On one level, I can feel the physical relief. The cramping has gone. This must be how a baby feels, when he craps in his diaper. Job done. High-five!

But when I sniff the air, I flinch. Anyone enters my office now, there will be no doubt in their mind. And how the hell do I get to the restroom now? It’s mine and mine alone, but I still have to get past Donna. I look down, push away from my desk, and my suit pants aren’t able to conceal what’s happened. 

I wipe at my hot, sweaty face. “Donna?”

“Yes, sir?”

“Could you…could you step out for five minutes?”

She doesn’t reply immediately. Because it’s a weird request, because I sound desperate. 

Finally: “Step out?”

I clear my throat. “Yeah, I need, um…could you go to Starbucks for me?”

“Mr. Carter, I can make you coffee.
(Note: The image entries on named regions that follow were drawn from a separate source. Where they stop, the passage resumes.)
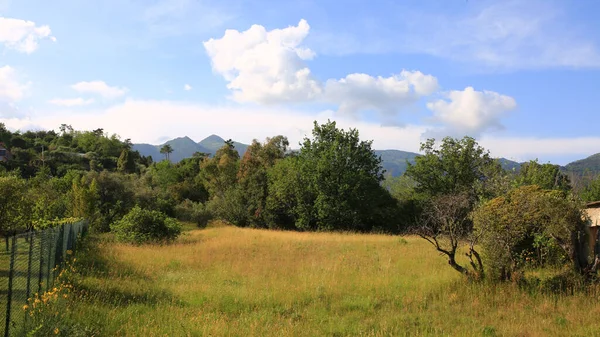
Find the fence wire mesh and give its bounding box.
[0,221,88,336]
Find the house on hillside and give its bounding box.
[0,142,12,162]
[585,201,600,252]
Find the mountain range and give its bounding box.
[133,135,600,177]
[133,135,248,163]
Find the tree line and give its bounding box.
[0,122,600,286]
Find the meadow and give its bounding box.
[36,222,600,336]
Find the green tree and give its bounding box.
[160,144,173,160]
[200,142,240,198]
[514,160,571,192]
[0,175,32,237]
[269,122,398,231]
[579,175,600,202]
[238,136,289,227]
[473,185,600,280]
[117,148,135,173]
[406,137,502,199]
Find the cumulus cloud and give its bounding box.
[204,20,438,119]
[71,81,128,99]
[204,20,321,104]
[325,70,438,114]
[0,100,600,164]
[427,87,517,136]
[0,17,56,54]
[48,97,94,107]
[0,66,29,102]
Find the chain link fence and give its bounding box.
[0,221,88,336]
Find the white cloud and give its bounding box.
[0,66,29,102]
[479,136,600,165]
[0,17,56,54]
[204,20,321,104]
[0,100,600,164]
[325,70,438,115]
[427,87,517,136]
[48,97,94,107]
[71,81,128,99]
[204,20,438,119]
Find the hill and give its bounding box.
[498,158,521,171]
[198,135,248,157]
[564,153,600,176]
[133,135,248,163]
[133,137,211,163]
[375,150,419,177]
[133,135,532,177]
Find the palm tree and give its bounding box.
[160,144,173,160]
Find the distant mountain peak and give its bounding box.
[200,134,225,143]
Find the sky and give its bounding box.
[0,0,600,165]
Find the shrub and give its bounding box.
[175,199,213,228]
[110,206,181,244]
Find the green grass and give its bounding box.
[25,226,600,336]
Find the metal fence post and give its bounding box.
[25,232,35,321]
[37,232,45,294]
[4,235,17,337]
[46,228,54,290]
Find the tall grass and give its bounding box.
[28,223,600,336]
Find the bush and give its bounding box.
[110,206,181,244]
[175,199,213,228]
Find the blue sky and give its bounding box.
[0,0,600,164]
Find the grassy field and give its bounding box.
[28,222,600,336]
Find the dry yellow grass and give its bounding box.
[48,223,600,336]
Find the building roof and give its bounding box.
[585,201,600,208]
[584,208,600,227]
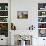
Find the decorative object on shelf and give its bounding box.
[29,25,35,30]
[0,3,8,10]
[17,11,28,19]
[11,23,16,30]
[38,23,46,28]
[38,17,46,22]
[39,29,46,37]
[0,11,8,16]
[0,17,8,22]
[38,3,46,10]
[15,34,32,46]
[0,23,8,37]
[5,6,8,10]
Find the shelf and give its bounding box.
[38,22,46,23]
[0,16,8,17]
[0,22,8,23]
[0,10,8,11]
[38,15,46,17]
[38,28,46,29]
[38,10,46,11]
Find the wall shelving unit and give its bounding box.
[0,3,8,37]
[38,3,46,37]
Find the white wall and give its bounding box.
[11,0,46,46]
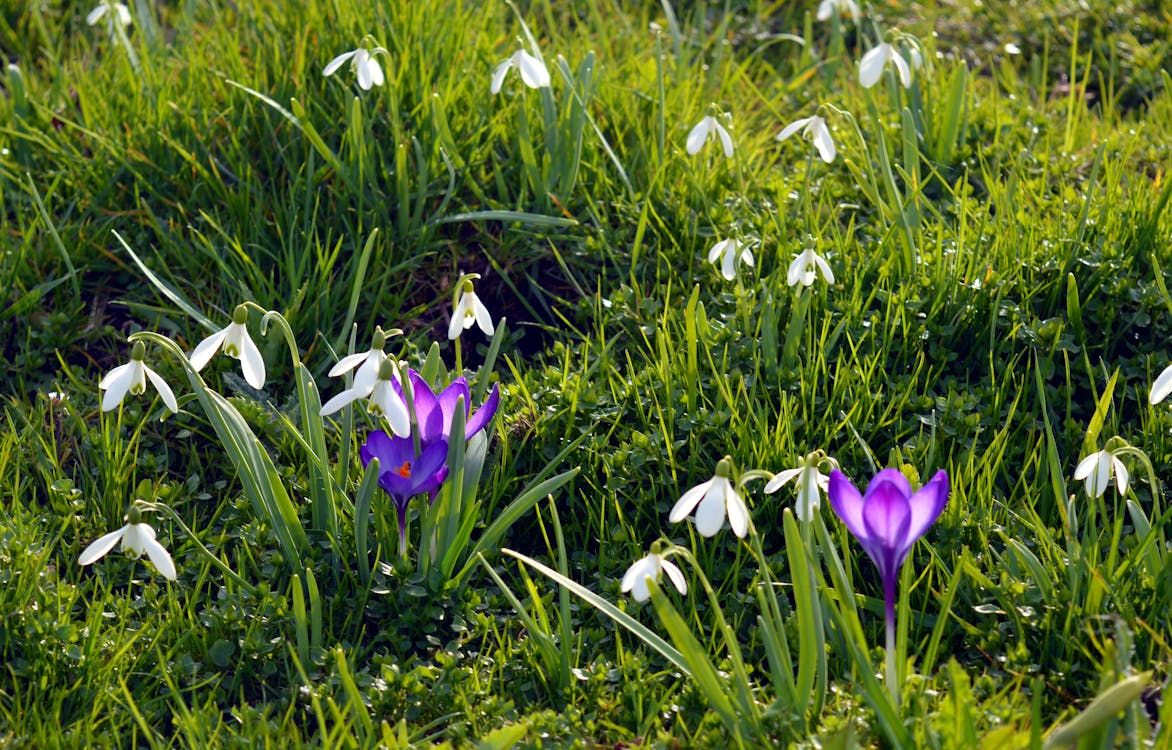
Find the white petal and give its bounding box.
[667,477,716,524]
[354,49,374,91]
[891,48,912,89]
[515,49,550,89]
[328,352,370,377]
[725,487,749,539]
[188,328,229,373]
[1147,364,1172,405]
[321,49,359,76]
[489,57,512,94]
[238,330,265,390]
[98,364,134,411]
[688,115,716,156]
[77,524,130,565]
[143,366,179,414]
[813,253,834,284]
[777,117,813,141]
[708,239,736,263]
[1075,452,1099,479]
[143,538,178,581]
[472,294,496,336]
[859,42,891,89]
[1111,456,1131,495]
[660,560,688,594]
[696,477,728,537]
[713,120,733,159]
[813,122,838,164]
[721,239,736,281]
[765,466,803,495]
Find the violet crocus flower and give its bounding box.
[396,370,500,445]
[359,430,448,554]
[829,469,948,705]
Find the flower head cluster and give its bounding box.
[97,341,179,414]
[668,456,749,539]
[829,469,948,604]
[77,505,178,581]
[708,237,754,281]
[489,49,550,94]
[321,47,387,91]
[687,115,733,158]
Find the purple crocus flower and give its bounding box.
[829,469,948,705]
[359,430,448,554]
[396,370,500,445]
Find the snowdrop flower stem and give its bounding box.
[134,499,257,594]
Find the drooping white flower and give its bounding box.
[1147,364,1172,405]
[86,0,131,34]
[668,458,749,538]
[777,115,838,164]
[620,552,688,601]
[1075,444,1130,497]
[489,49,550,94]
[785,247,834,286]
[859,42,912,89]
[329,328,387,388]
[816,0,859,23]
[77,507,178,581]
[448,278,496,339]
[765,454,830,521]
[97,341,179,414]
[188,305,265,390]
[687,115,733,158]
[708,237,754,281]
[321,47,387,91]
[321,357,411,437]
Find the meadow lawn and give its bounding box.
[0,0,1172,750]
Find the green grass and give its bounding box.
[0,0,1172,749]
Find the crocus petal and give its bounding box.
[827,469,868,541]
[765,466,803,495]
[777,117,813,141]
[515,49,550,89]
[464,383,500,438]
[188,328,229,373]
[492,57,512,94]
[1147,364,1172,405]
[687,115,716,156]
[97,364,134,411]
[660,558,688,594]
[239,332,265,390]
[143,364,179,414]
[143,538,178,581]
[713,120,733,159]
[724,487,749,539]
[321,49,359,76]
[667,477,716,524]
[859,42,891,89]
[813,118,838,164]
[696,477,728,537]
[907,470,948,547]
[77,524,130,565]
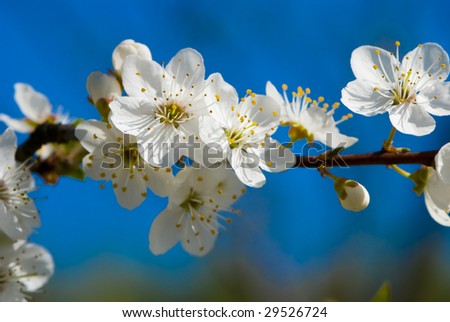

We just got the Keurig. The K575 you asked for, remember?” She sounds indulgent, like she’s trying not to embarrass me for saying just the dumbest thing. God, is this how she talks to her grandkids? 

I grit my teeth. “I don’t want the Keurig just like I don’t want one of your goddamn suckers. I’m the boss and I want…Starbucks. I want…the goddamn…Pumpkin Cream cold brew.” It’s the tone I use for my sales guys (they’re all men; I’m not sexist, just the way it’s turned out) when they’re behind the target and I want to fire them up. 

“Of course, Mr. Carter. I’ll just be five minutes.”

“Take your time,” I say, softly this time. I know I’ve hurt her feelings. Hey, I’m no dummy; you should treat your secretary like solid gold. I’ll have to make it up to her; maybe a gift, or even better, I’ll listen to one of her stupid stories about her grandkids. I get to my feet, and I almost cry out as the awful, stinking mess escapes my underwear and falls down my pants legs. 

I shuffle over to the windows of my corner office and then close the blinds. I make my way to the door, and there is diarrhea leaking onto my shoes. I am literally standing in a puddle of my own shit. 

I sigh, touch the door handle. 

“Mr. Carter?”

Jesus. I draw my hand back as if the handle were hot. Why is Donna still here? I clench my fists. “Look, Donna, I’m sorry I cursed.”

“I know, it’s not that.” It’s not. She doesn’t sound upset, just surprised. Positively pleased. “It’s your wife.”

“What is?”

“Mrs. Carter’s here, sir. She just arrived.”